A third tradition makes music not the lowest of the meaning problems but the highest of the arts. Arthur Schopenhauer held that where the other arts copy the Ideas, music is a direct copy of the Will itself — the inner nature of the world sounded without the mediation of concepts, which is why it moves us more profoundly than it can explain. The claim ran on through the century: Friedrich Nietzsche, in The Birth of Tragedy (1872), made music the Dionysian art, the voice of the formless ground beneath the Apollonian image. On this view music means more than language, not less — it reaches what words cannot.

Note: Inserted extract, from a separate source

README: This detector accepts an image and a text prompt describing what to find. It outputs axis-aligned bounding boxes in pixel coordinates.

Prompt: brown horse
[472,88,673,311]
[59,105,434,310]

Absolute versus programme music

The argument was not only philosophical; it was fought out among composers as the War of the Romantics. On one side, absolute music — autonomous, instrumental, answerable to nothing outside its own form — with Hanslick as critic and Brahms as exemplar. On the other, programme music and the music-drama: Liszt, Berlioz, and above all Wagner, who held that music reaches a limit and must hand over to the word — binding music to narrative, image, and text. The musicologist Carl Dahlhaus, in The Idea of Absolute Music, traced how “absolute music” rose from a polemical term to the tacit ideal of the whole concert tradition.

Where the argument stands

No side has won. The divide between formalism and expressivism remains the field’s organising fault line, and the contemporary analytic debate — Kivy against Levinson, and others around them — restates in sharper terms the question Hanslick framed in 1854. The argument persists because of the phenomenon itself: music is at once the most abstract of the arts, pure pattern referring to nothing, and the most immediately moving, and no account has fully reconciled the two. Music is where the theory of meaning meets its limiting case.